It is similar with knowing that  God is your own dear Father in Heaven.  You cannot know it from yourself.  Also you don't know who you are if you do not know your Father in Heaven.  You don't know if you are stuck with your damnable self and left to fend for yourself or if you have a gracious God.  Election works like this, too.  Election says in the positive sense:  you are my child, I knew you from the beginning, in fact, I made you.  I will always love you, you are my own most treasured, valued being in this world.

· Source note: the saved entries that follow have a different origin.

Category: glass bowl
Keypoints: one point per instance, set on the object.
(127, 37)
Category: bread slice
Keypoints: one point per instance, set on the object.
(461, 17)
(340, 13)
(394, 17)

Election does not mean that people were chosen to not be God's children.  Just as parents don't go around saying to people:  You are NOT my child.  It is the devil who goes around saying:  You are NOT God's child.  Parents just go around cuddling their own children and telling them how much they love you.  They don't go around saying to other people's children:  "You are not my child."

Just a thought on "election" only being used in the positive sense.


Brigitte said...

Jesus does call some people the children of the devil. John 8:39 to 47.

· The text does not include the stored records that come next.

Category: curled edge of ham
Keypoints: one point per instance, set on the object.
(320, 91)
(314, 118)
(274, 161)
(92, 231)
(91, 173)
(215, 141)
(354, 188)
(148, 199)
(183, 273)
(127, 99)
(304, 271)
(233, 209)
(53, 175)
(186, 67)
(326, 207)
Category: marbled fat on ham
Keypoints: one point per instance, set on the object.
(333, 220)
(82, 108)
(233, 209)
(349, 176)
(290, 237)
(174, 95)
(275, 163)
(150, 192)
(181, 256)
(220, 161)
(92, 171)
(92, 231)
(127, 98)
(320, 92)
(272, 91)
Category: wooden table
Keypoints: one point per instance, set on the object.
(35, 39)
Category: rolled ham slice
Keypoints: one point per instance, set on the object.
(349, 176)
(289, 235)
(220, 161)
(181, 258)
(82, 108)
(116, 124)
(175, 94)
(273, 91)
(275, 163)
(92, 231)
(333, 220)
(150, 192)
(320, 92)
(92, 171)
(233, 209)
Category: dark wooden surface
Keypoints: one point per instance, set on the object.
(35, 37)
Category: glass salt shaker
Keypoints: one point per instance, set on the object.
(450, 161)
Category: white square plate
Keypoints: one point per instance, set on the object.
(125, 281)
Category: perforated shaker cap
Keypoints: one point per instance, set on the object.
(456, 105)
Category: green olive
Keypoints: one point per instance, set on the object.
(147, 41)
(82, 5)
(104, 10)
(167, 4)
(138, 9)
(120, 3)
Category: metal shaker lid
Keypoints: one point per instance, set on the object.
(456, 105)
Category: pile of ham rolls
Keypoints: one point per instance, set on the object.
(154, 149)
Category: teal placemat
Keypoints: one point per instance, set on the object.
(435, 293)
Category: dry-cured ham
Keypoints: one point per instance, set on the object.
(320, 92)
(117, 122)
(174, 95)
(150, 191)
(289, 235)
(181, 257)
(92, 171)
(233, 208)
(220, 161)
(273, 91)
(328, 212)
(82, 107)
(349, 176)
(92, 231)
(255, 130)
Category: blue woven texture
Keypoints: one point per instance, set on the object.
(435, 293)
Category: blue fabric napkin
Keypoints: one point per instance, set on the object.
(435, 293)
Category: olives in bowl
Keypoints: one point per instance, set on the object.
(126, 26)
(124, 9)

But it is all due to unbelief and rejecting of the gospel message he just spent tons of time and energy brining. "Come to me all..." He does not say anything about them being elected to be children of the devil.

There is a grace resisted here. Jesus is right there spreading the word, scattering the perfectly good seed. Abraham listened and they do not.

Though he does finish up with: "He who belongs to God hears what God says. The reason you do not hear is that you do not belong to God."

He is saying that they belong to the devil.

By nature we all belong to the devil. By God's grace and his word we become God's children. Those who do not receive the word, reject Christ and remain children of the devil. He is still not saying that they have been predestined to this. By nature we are all not God's and outside his kingdom.

Sam said...

It was a moment in my life when I realized (a sermon by Henri Nooan, guest speaker at chapel) that the word obey meant listen, hear--not do as I command, as the word comes to mean in popular common sense.

It is "problematic"--whether I can claim obedience--though I claim to listen, I can't claim to hear. I know it's crucial--and beyond me. It's LIKE Corinthean "Love" : the temptation is to claim it, think I've Got IT, when in fact I'm a clanging gong show and my faith don't even move molehills etc.

Brigitte said...

Yes, I think the "obey" in English often gives the wrong sense. We Lutherans often say this also.

Sometime the word "to keep" creates the same problem. To "keep" God's word is not just to "do" what you are told, because mostly we can't, but to "treasure" it, love it, try to do it from the heart.

I've been translating Luther's Small Catechism and Bible proofs here under a thread and I noticed that things like "keep" in German are "bewahren" which is to "keep" as in a "keep-sake", like a scrapbook which women like to make. Hold on to, treasure in the heart, like Mary did all the things that were told her by God.

We often say that "ought" does not imply "can".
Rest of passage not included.